>ONGC (CITI)
Sell: US$60-70 Crude Reduces Deregulation Hopes
■ Oil forecasts revised — We are adjusting our global oil (Brent) forecasts tovUS$56/bbl (US$48) for 2009E, US$65 (US$55) for 2010E, and US$65 (US$60/bbl) for 2011E. Our LT assumption (2012E+) stays at US$65/bbl.
■ Modestly increasing FY10-11E earnings — Our assumptions for ONGC are increased marginally, by 1-5% over FY10-11E. The FY10E estimate change is primarily on account of the APM gas price hike (15-20%) that we are now assuming, in line with the likely Cabinet proposal. This however falls short of the market’s heightened expectations ($4.2/mmbtu). For FY11E, while our crude assumption increases from US$60 to US$65, the EPS increase is more subdued at 5%, as net realisations on domestic crude remains flat at ~US$50.

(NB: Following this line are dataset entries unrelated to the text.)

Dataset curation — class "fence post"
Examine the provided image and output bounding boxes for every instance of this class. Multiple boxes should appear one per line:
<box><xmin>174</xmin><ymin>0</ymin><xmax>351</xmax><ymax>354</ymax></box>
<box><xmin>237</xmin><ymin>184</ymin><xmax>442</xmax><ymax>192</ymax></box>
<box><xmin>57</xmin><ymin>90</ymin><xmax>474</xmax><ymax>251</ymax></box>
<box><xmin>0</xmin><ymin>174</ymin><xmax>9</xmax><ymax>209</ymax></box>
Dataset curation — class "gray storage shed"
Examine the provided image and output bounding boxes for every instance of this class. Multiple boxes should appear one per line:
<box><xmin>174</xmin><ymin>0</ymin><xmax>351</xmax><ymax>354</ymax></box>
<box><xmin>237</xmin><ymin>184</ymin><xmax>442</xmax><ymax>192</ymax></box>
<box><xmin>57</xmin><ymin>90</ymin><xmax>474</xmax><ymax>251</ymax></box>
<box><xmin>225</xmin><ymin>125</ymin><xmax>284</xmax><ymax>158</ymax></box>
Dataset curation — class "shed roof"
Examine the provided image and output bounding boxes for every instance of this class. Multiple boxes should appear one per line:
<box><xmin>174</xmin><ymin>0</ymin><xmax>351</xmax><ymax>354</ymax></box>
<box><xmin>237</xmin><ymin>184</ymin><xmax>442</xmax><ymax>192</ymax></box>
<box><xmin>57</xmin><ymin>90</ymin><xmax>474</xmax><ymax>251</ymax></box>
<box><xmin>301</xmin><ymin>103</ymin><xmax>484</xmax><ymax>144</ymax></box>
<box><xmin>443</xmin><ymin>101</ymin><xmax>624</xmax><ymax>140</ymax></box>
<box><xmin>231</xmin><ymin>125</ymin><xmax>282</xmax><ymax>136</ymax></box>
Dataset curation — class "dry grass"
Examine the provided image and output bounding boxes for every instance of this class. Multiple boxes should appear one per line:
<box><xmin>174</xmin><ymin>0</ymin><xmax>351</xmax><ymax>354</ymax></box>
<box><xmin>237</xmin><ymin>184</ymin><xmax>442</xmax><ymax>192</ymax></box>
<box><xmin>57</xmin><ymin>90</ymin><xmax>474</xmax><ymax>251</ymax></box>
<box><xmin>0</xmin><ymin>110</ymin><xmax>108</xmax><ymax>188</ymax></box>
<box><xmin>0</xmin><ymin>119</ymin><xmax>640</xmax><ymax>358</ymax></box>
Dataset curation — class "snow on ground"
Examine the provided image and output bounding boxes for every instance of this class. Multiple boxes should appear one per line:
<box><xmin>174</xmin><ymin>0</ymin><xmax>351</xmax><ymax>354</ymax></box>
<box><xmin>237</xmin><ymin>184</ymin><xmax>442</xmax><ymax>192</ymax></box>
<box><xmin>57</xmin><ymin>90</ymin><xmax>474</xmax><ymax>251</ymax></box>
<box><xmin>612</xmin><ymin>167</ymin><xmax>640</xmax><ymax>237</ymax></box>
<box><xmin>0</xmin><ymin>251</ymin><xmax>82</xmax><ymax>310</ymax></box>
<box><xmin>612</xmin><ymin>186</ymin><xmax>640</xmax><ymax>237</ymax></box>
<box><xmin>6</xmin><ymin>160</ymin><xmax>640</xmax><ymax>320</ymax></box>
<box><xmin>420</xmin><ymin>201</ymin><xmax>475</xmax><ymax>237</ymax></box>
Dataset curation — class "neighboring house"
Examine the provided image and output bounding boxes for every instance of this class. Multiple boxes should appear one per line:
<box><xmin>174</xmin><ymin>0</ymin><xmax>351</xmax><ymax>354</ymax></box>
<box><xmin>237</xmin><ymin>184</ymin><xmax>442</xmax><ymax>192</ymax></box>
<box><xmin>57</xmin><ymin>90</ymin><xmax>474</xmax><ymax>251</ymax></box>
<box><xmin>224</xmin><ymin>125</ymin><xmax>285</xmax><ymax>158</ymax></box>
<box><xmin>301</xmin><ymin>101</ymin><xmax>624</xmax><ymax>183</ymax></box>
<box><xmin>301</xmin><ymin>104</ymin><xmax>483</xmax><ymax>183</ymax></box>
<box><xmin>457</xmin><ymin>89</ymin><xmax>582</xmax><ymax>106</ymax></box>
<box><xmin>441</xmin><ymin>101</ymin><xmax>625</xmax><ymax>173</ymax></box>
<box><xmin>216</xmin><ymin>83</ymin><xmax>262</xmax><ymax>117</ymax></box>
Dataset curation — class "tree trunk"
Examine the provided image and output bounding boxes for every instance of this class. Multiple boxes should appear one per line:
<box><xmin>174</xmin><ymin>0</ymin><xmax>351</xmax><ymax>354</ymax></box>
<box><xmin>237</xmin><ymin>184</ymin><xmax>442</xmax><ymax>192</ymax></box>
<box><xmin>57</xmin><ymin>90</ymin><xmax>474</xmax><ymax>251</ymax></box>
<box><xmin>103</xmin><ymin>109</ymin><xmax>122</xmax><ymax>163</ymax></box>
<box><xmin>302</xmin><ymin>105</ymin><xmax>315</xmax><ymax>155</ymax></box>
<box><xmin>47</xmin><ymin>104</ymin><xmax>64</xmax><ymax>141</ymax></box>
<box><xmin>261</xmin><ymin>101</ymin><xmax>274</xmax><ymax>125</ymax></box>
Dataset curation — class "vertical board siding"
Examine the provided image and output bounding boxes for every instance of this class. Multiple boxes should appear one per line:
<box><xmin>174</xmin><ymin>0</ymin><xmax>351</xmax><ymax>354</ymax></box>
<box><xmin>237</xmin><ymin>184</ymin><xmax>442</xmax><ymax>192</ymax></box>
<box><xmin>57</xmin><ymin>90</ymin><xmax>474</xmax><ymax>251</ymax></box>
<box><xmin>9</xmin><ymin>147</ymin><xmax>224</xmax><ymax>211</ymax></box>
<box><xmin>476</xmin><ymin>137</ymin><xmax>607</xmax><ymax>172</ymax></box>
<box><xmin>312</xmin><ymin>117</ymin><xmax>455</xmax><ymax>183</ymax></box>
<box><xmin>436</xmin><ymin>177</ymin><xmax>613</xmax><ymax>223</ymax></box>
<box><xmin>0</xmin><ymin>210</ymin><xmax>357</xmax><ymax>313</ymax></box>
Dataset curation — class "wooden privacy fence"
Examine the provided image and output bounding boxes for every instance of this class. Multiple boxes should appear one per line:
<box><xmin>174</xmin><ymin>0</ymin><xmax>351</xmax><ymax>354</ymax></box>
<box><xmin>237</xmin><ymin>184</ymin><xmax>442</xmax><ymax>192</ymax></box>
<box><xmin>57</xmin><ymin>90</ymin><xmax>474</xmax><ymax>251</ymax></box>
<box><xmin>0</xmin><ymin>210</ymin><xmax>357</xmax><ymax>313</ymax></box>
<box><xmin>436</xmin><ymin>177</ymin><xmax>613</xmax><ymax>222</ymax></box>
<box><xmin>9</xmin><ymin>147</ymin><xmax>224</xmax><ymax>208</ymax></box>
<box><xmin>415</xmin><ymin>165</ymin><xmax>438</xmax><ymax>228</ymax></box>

■ Subsidy burden to increase in FY11 — Our earlier FY11E assumptions incorporated only LPG/SKO under-recoveries (Rs319bn total; 1/3rd sharing) at US$60 crude, which we now expect to rise to Rs466bn (incl. auto fuel losses) at US$65 crude, suppressing net realisations. While full deregulation of auto fuels could lead to a lower figure (Rs374bn), our assumption is premised on some losses on auto fuels as well, as the quantum of price hikes will likely lag the required increases as long as crude is between US$60-70.
■ Maintain Sell; Rs910 target price — We maintain Sell with a target price of Rs910 (Rs820 earlier) as we roll forward to Sep-10E (Mar-10E) while maintaining our 10x target P/E. The stock trades at 11x P/E, the upper end of its historical 7-11x trading band. Any move by the government to fully deregulate auto fuel will be a positive surprise and upside risk to our estimates.